80 mcg compounded T3...does that mean your compounded medication contains "only" T3?  Typically, if one is on a compounded medication, there's both T4 and T3.  If there's both, what is the amount of each?  T3 is more potent than T4, so, typically, there's less T3 than T4, but not always.  

If your compounded medication contains only T3, why is that?  It's pretty rare for someone to be on a T3 only medication.  If it's T3 only, why is it compounded and not synthetic T3, such as Cytomel or its generic counterpart, Liothyronine?

You said:  "They’re really good about going up 5mcg if it doesn’t seem effective."  Again, is this only T3 or are is there T4 involved as well?  80 mcg of T3 is a huge dose.

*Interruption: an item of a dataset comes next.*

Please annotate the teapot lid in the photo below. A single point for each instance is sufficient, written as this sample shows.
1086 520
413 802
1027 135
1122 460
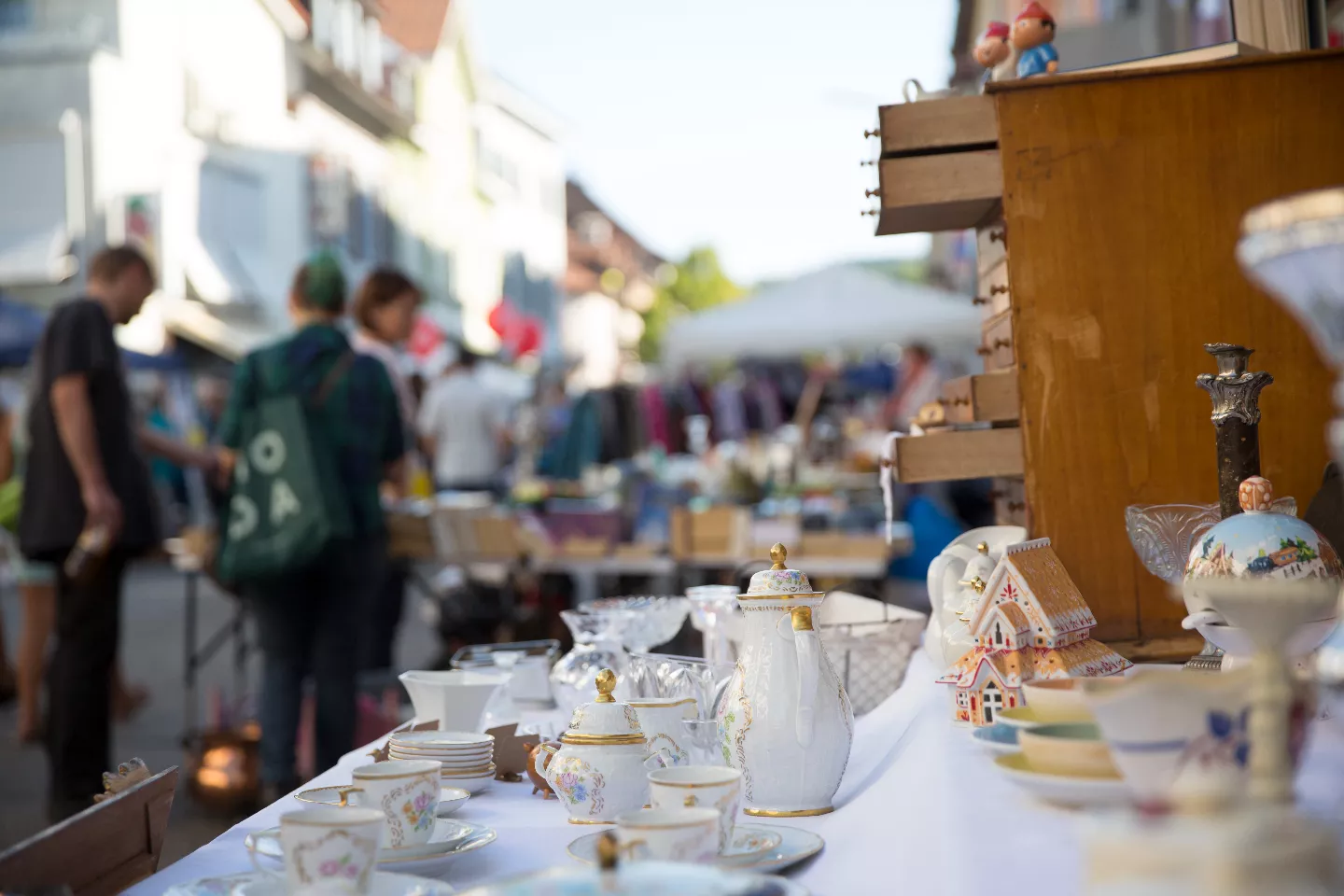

Sorry to ask so many questions - just need to clarify everything.
It’s  sustained release T3 only from a compounding pharmacy.  I doubt the binder is affecting T3 much since there were taken several hours apart (Evening) and symptoms haven’t really changed since taking a break from cholestrymine.
We've had a few people on compounded sustained release T3 and most find that it doesn't work very well.   I'm not sure how you take it, but it really should be taken in 2 doses 12 hrs apart, but most doctors prescribe it all to be taken at once.  

Have you tried a different type of T3 medication, such as regular release T3 or a synthetic (cytomel/Liothyronine) and/or considered adding some T4 to it?